Claire’s Enters Administration in UK and Ireland
Claire’s, the iconic high street jewellery and accessories chain, has officially entered administration in the UK and Ireland, putting over 2,100 jobs and more than 300 stores at risk. The move comes just days after its US parent company filed for Chapter 11 bankruptcy protection, blaming “increased competition, consumer spending trends and the ongoing shift away from brick-and-mortar retail.” In the UK, administrators from Interpath have been appointed and are now looking at all options, including a possible sale to “secure a future for this well-loved brand.”
Despite falling sales and rising debts, Claire’s stores will stay open for now while administrators try to keep the business running. Known for its ear-piercing stations and walls of sparkly accessories, Claire’s has struggled to stay relevant in the modern era. “Claire's attraction has waned,” said Susannah Streeter of Hargreaves Lansdown, pointing to competition from fast fashion giants like Shein and Temu. Analysts also referenced increased import costs and changing shopping habits as major blows to the brand's bottom line.

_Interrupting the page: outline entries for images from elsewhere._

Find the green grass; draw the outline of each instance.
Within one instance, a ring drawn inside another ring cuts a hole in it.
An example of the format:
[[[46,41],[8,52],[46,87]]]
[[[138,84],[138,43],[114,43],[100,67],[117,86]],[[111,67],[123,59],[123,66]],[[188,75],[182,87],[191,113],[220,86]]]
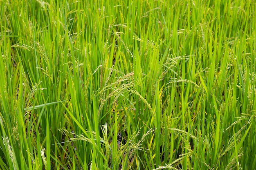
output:
[[[255,1],[0,4],[0,169],[256,169]]]

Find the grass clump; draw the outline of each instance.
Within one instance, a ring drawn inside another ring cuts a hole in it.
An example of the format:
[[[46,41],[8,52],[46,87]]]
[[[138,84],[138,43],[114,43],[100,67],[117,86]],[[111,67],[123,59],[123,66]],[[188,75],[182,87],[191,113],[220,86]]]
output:
[[[254,1],[0,4],[0,169],[256,169]]]

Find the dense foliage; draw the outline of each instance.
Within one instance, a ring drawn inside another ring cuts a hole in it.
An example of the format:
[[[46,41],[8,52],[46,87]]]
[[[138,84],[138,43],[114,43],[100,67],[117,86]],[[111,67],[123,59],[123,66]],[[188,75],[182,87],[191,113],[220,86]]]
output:
[[[0,0],[0,169],[256,169],[256,10]]]

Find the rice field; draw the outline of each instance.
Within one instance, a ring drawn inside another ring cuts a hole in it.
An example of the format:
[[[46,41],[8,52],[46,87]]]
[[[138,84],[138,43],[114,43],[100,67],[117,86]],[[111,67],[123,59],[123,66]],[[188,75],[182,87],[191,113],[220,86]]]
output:
[[[0,0],[0,169],[256,169],[256,11]]]

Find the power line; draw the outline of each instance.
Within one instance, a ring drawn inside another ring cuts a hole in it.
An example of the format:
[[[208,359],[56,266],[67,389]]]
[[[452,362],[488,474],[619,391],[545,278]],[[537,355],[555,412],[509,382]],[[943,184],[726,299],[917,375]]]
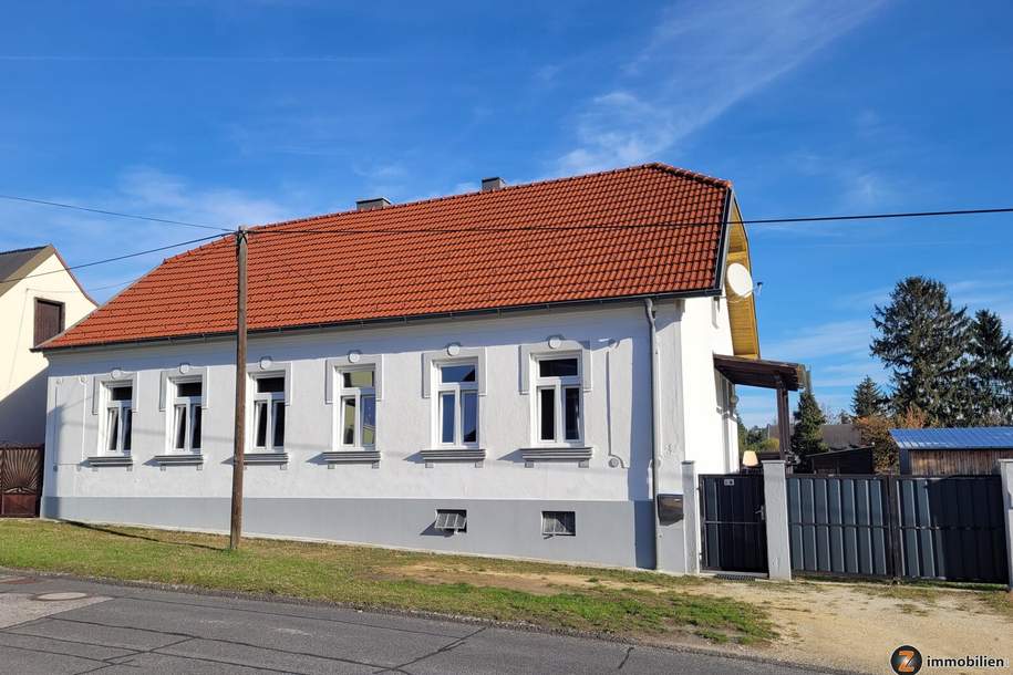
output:
[[[178,243],[169,243],[168,246],[159,246],[158,248],[147,249],[146,251],[137,251],[135,253],[125,253],[123,256],[116,256],[115,258],[106,258],[104,260],[95,260],[92,262],[82,262],[81,264],[71,264],[60,270],[53,270],[50,272],[39,272],[38,274],[27,274],[24,277],[18,277],[17,279],[3,279],[0,280],[0,283],[13,283],[14,281],[23,281],[24,279],[34,279],[35,277],[45,277],[46,274],[59,274],[64,270],[80,270],[86,267],[95,267],[96,264],[105,264],[107,262],[116,262],[118,260],[126,260],[127,258],[137,258],[139,256],[147,256],[148,253],[157,253],[158,251],[167,251],[169,249],[179,248],[180,246],[189,246],[192,243],[199,243],[201,241],[208,241],[210,239],[218,239],[221,235],[211,235],[209,237],[200,237],[199,239],[190,239],[188,241],[179,241]],[[120,284],[116,284],[120,285]]]
[[[117,218],[133,218],[134,220],[148,220],[151,222],[162,222],[164,225],[179,225],[183,227],[195,227],[203,230],[219,230],[223,232],[234,231],[230,228],[217,227],[214,225],[200,225],[198,222],[186,222],[185,220],[170,220],[168,218],[154,218],[152,216],[138,216],[136,214],[122,214],[120,211],[108,211],[100,208],[92,208],[87,206],[76,206],[74,204],[62,204],[60,201],[48,201],[45,199],[33,199],[31,197],[18,197],[15,195],[0,195],[0,199],[8,199],[10,201],[24,201],[28,204],[38,204],[41,206],[55,206],[64,209],[73,209],[75,211],[87,211],[89,214],[101,214],[103,216],[115,216]]]
[[[54,206],[60,208],[68,208],[74,210],[89,211],[93,214],[103,214],[107,216],[116,216],[121,218],[133,218],[137,220],[148,220],[152,222],[162,222],[166,225],[180,225],[185,227],[196,227],[201,229],[213,229],[219,230],[223,232],[234,232],[235,230],[215,227],[209,225],[199,225],[195,222],[185,222],[182,220],[170,220],[167,218],[155,218],[149,216],[138,216],[134,214],[122,214],[117,211],[108,211],[105,209],[97,209],[91,207],[75,206],[71,204],[61,204],[58,201],[46,201],[42,199],[32,199],[28,197],[17,197],[10,195],[0,195],[0,199],[11,199],[15,201],[27,201],[30,204],[39,204],[44,206]],[[1004,208],[979,208],[979,209],[953,209],[953,210],[939,210],[939,211],[903,211],[903,212],[883,212],[883,214],[859,214],[859,215],[843,215],[843,216],[804,216],[804,217],[794,217],[794,218],[756,218],[742,220],[742,225],[789,225],[789,224],[799,224],[799,222],[830,222],[830,221],[849,221],[849,220],[882,220],[882,219],[898,219],[898,218],[928,218],[928,217],[954,217],[954,216],[980,216],[989,214],[1011,214],[1013,212],[1013,207]],[[461,227],[461,228],[386,228],[386,229],[362,229],[362,228],[329,228],[325,230],[312,230],[312,229],[280,229],[277,226],[263,226],[261,228],[247,230],[248,235],[412,235],[412,233],[453,233],[453,232],[518,232],[518,231],[573,231],[573,230],[647,230],[647,229],[669,229],[669,228],[681,228],[681,227],[704,227],[704,226],[720,226],[724,225],[723,221],[712,220],[712,221],[700,221],[700,222],[653,222],[653,224],[618,224],[618,225],[598,225],[598,224],[586,224],[586,225],[559,225],[559,226],[549,226],[549,225],[536,225],[536,226],[516,226],[516,227],[483,227],[483,226],[472,226],[472,227]],[[149,253],[155,253],[158,251],[165,251],[168,249],[179,248],[183,246],[189,246],[192,243],[199,243],[203,241],[209,241],[210,239],[216,239],[220,235],[211,235],[208,237],[200,237],[197,239],[190,239],[187,241],[180,241],[178,243],[170,243],[167,246],[147,249],[144,251],[137,251],[134,253],[126,253],[123,256],[116,256],[113,258],[106,258],[103,260],[95,260],[92,262],[84,262],[81,264],[70,266],[68,270],[83,269],[87,267],[94,267],[99,264],[106,264],[108,262],[116,262],[120,260],[126,260],[128,258],[136,258],[139,256],[146,256]],[[21,281],[23,279],[31,279],[34,277],[43,277],[45,274],[55,274],[61,270],[51,271],[51,272],[40,272],[38,274],[28,274],[25,277],[20,277],[18,279],[7,279],[3,283],[10,283],[15,281]],[[113,288],[115,285],[123,284],[112,284],[105,288]],[[101,290],[101,289],[96,289]]]
[[[859,214],[845,216],[803,216],[796,218],[754,218],[742,220],[742,225],[790,225],[799,222],[831,222],[840,220],[886,220],[898,218],[928,218],[928,217],[953,217],[953,216],[981,216],[989,214],[1011,214],[1013,207],[1007,208],[982,208],[982,209],[954,209],[944,211],[903,211],[889,214]],[[432,227],[432,228],[329,228],[320,229],[282,229],[277,226],[263,226],[258,229],[249,230],[250,235],[428,235],[428,233],[462,233],[462,232],[526,232],[526,231],[549,231],[565,232],[573,230],[644,230],[644,229],[670,229],[681,227],[714,227],[724,225],[721,220],[699,221],[699,222],[647,222],[647,224],[618,224],[618,225],[529,225],[515,227]]]

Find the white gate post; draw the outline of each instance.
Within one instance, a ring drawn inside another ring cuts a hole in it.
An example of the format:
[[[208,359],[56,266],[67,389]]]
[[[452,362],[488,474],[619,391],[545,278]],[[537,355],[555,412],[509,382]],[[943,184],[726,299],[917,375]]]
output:
[[[767,526],[767,577],[792,581],[788,479],[783,459],[763,463],[763,498]]]
[[[1006,526],[1006,583],[1013,592],[1013,459],[1000,459],[998,464],[1002,478],[1003,522]]]

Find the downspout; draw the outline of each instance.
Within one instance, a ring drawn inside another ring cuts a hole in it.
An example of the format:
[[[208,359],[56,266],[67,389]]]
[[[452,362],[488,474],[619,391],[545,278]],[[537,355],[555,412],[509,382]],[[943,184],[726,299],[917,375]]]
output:
[[[654,323],[654,301],[645,298],[643,309],[651,330],[651,523],[654,532],[654,569],[658,569],[658,461],[661,458],[661,382],[658,372],[658,325]]]

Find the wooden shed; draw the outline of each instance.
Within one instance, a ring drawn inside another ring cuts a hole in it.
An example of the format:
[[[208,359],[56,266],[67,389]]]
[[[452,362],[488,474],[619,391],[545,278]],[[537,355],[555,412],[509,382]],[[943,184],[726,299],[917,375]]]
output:
[[[900,448],[900,472],[912,476],[992,474],[1013,458],[1013,427],[890,429]]]

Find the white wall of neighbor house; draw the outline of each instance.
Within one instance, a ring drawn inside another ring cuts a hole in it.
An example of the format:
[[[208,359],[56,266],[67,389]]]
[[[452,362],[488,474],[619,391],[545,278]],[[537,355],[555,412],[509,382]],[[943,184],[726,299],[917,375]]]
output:
[[[95,304],[55,255],[31,274],[0,295],[0,442],[41,445],[45,437],[48,361],[31,351],[35,300],[62,303],[64,326],[86,316]]]
[[[681,491],[680,465],[684,459],[713,466],[714,470],[727,460],[727,448],[722,445],[727,438],[721,433],[723,416],[717,409],[711,359],[715,345],[725,345],[715,338],[722,323],[712,322],[711,302],[691,299],[658,303],[662,491]],[[569,341],[581,343],[589,352],[589,359],[582,361],[590,366],[583,373],[581,394],[582,442],[575,444],[592,448],[587,467],[572,460],[526,466],[520,456],[523,448],[538,445],[533,428],[535,394],[521,382],[521,360],[527,351],[558,353],[549,346],[551,336],[564,339],[559,352],[567,352]],[[399,499],[472,503],[509,500],[531,505],[647,502],[651,496],[649,340],[644,308],[639,302],[251,336],[248,361],[254,372],[262,359],[271,362],[267,372],[289,372],[285,450],[290,460],[283,468],[249,466],[245,496],[255,501],[302,499],[307,503],[321,499],[365,500],[363,503]],[[727,342],[731,351],[731,341]],[[426,354],[449,359],[446,350],[451,344],[461,345],[458,357],[477,355],[483,360],[477,445],[486,455],[480,467],[473,461],[436,461],[427,468],[420,455],[434,447],[436,424],[435,401],[424,395]],[[381,457],[379,468],[371,463],[328,468],[321,461],[321,453],[339,449],[333,422],[338,397],[328,403],[325,396],[328,363],[353,352],[360,354],[360,364],[372,359],[381,364],[375,444]],[[225,340],[52,353],[46,466],[52,471],[56,465],[58,470],[48,474],[44,496],[50,500],[124,498],[124,505],[136,503],[136,498],[227,498],[231,486],[234,353],[234,343]],[[205,463],[200,469],[162,467],[153,461],[156,455],[170,451],[167,416],[172,405],[159,408],[163,372],[178,373],[180,364],[188,364],[192,374],[206,372],[201,444]],[[86,464],[87,457],[101,454],[103,448],[101,411],[95,415],[92,406],[94,392],[101,391],[94,380],[108,378],[114,371],[122,371],[121,377],[131,378],[135,386],[134,465],[130,470]],[[125,509],[120,521],[143,523],[138,512]],[[588,541],[593,523],[577,527]],[[207,529],[219,528],[216,522]],[[599,536],[608,538],[610,533]],[[434,541],[420,540],[410,546],[469,550],[462,543],[467,541],[463,537]],[[651,543],[638,541],[635,546],[650,548]],[[482,548],[477,552],[542,557],[527,549]],[[561,557],[627,564],[633,560],[633,552],[613,557],[573,552]],[[637,563],[642,559],[638,553]]]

Customers with unshipped online orders won’t be charged, but the company has paused issuing refunds and has stopped customers from making new orders. CEO Chris Cramer called it a “challenging period,” saying the decision to enter administration “allows us to continue to trade the business while we explore the best possible path forward.” Claire’s had previously filed for bankruptcy in 2018 and re-emerged in 2022, but the future of its UK and Ireland branches now hangs in the balance.